Fiber for Breakfast Week 6: Virginia’s Long Road to Universal Broadband
Fiber for Breakfast Week 6: Virginia’s Long Road to Universal Broadband
When Virginia first invested $1 million into broadband in 2017, it wasn’t leading the country. It was testing what a state-led model could look like. This week on Fiber for Breakfast, Dr. Tamarah Holmes, Director of the Office of Broadband at Virginia’s Department of Housing and Community Development, joined Gary Bolton to talk about how that experiment scaled into one of the country’s most aggressive broadband buildouts – and what it actually takes to wire a Commonwealth.
Today, Virginia has secured $545 million in BEAD funding and is overseeing nearly $1.5 billion in total federal broadband investment. But the story isn’t just about dollars. It’s about execution.
Through the Virginia Telecommunications Initiative (VATI), Holmes helped grow a modest state program into a $750 million deployment engine. The jump from $19 million to $750 million in just two years stress-tested every part of the ecosystem.
“We broke every possible system it takes to get broadband into folks’ homes,” she said – from pole attachments and railroad crossings to utility locates and permitting bottlenecks.

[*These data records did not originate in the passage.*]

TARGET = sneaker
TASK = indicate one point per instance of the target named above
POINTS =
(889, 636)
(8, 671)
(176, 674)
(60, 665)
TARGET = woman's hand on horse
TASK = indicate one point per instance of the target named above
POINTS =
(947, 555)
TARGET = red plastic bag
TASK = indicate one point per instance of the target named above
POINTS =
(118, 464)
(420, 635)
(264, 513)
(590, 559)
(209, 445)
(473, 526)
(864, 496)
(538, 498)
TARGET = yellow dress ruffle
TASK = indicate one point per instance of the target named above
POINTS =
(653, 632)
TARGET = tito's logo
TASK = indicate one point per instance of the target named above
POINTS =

Those challenges forced coordination. Relationships with the Department of Transportation strengthened. Utility partners aligned. Railroad negotiations improved. Virginia learned how to build at scale — and how to manage the friction that comes with it.
By the end of 2025, roughly 200,000 locations connected through earlier awards were complete, bringing the state to nearly 90% broadband coverage. Most remaining locations are either under construction or moving into BEAD contracting.

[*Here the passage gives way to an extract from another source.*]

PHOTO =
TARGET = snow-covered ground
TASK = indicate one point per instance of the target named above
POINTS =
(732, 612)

While Virginia remains technology neutral, more than 90% of past VATI investments have been fiber. Under BEAD, roughly 80% of locations will receive fiber, with smaller percentages served by fixed wireless, cable, or satellite in the most remote terrain.
For Holmes, success isn’t just measured in coverage maps. “I’m more of a qualitative person,” she said. The real impact shows up in families and communities whose daily lives change once broadband arrives.
With universal connectivity targeted for 2029, Virginia’s experience underscores a lesson many states are now learning: large-scale deployment is complex, but disciplined coordination, and a strong fiber backbone, creates lasting infrastructure.